You can export all examples in a dataset as CSV or JSON. Use the export button on the dataset detail page and select the format. The exported file includes the sequence_number, prompt, and expected_response fields.

Evaluators

An evaluator defines how the agent's response is scored. Define your criteria, and the platform automatically scores every agent response in your experiments against the provided dataset — giving you clear, actionable insight into how well your agents are performing.

Two types are available.

Heuristic evaluators

Heuristic evaluators are built-in and cannot be created or deleted through the UI. They are created by the platform at startup. Available heuristic types are:

  • rouge: Weighted ROUGE F1 score (20% R1, 30% R2, 50% RL) measuring text overlap with the expected response.
  • levenshtein: Normalized edit-distance similarity (0.0–1.0) comparing the response to the expected response.
  • valid_json: Returns 1.0 if the response is valid JSON, 0.0 otherwise.
  • json_diff: Recursive structural similarity (0.0–1.0) between two JSON objects.

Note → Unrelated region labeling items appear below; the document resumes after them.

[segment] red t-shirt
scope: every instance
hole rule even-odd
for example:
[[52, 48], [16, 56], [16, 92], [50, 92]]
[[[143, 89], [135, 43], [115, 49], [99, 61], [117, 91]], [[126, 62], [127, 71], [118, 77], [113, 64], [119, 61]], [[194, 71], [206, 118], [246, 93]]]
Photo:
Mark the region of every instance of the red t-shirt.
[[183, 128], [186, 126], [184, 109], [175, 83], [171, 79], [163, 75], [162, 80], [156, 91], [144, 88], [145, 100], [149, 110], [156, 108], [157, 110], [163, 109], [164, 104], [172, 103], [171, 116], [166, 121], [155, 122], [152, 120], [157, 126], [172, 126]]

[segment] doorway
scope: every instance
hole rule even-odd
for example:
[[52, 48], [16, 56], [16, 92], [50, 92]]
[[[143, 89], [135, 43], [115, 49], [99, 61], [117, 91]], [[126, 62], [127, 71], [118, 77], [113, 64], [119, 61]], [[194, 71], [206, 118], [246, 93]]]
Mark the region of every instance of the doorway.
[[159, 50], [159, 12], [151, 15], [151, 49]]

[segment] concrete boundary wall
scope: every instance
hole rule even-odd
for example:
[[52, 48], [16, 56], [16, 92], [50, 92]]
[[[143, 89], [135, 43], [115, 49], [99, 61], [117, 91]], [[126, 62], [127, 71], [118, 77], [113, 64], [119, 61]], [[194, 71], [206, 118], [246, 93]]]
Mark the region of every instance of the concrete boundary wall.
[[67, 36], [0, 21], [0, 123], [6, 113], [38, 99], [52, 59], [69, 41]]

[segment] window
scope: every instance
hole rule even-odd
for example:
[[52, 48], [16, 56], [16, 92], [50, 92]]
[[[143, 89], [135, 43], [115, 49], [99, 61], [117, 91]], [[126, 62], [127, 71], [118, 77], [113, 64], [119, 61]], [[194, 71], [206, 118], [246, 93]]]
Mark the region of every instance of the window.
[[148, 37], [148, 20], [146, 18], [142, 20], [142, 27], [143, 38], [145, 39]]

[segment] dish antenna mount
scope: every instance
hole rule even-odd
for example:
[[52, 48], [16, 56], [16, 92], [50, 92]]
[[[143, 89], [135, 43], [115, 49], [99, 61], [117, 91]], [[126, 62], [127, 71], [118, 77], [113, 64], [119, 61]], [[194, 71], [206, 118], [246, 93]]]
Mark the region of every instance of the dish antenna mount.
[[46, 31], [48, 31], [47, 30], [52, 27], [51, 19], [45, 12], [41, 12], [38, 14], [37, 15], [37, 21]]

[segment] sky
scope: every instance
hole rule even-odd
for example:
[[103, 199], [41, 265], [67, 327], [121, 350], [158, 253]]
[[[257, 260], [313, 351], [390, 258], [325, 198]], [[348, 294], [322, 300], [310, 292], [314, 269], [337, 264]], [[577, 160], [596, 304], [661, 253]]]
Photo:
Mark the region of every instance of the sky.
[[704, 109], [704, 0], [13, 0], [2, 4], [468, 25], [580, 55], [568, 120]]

Heuristic evaluators that use an expected response produce a score of 0.0 when the example has no expected response.

System-created evaluators cannot be modified or deleted. The name column shows which evaluators are system-created.

LLM-as-a-judge evaluators

LLM-as-a-judge evaluators use a language model to assign a score based on a prompt template. The platform seeds the following built-in LLM-as-a-judge evaluators at startup:

  • LLM Judge: General-purpose response quality scored as Fail, Partial, or Pass.
  • Factuality: Compares factual content of the agent's response against an expert answer.
  • Closed QA: Checks whether the response correctly and completely answers the question in the prompt.
  • Summary: Checks whether a summary captures the key points of the source text.
  • SQL: Evaluates logical equivalence of a SQL query from the agent against a reference query.
  • Translation: Compares the agent's translation against a reference for semantic accuracy and fluency.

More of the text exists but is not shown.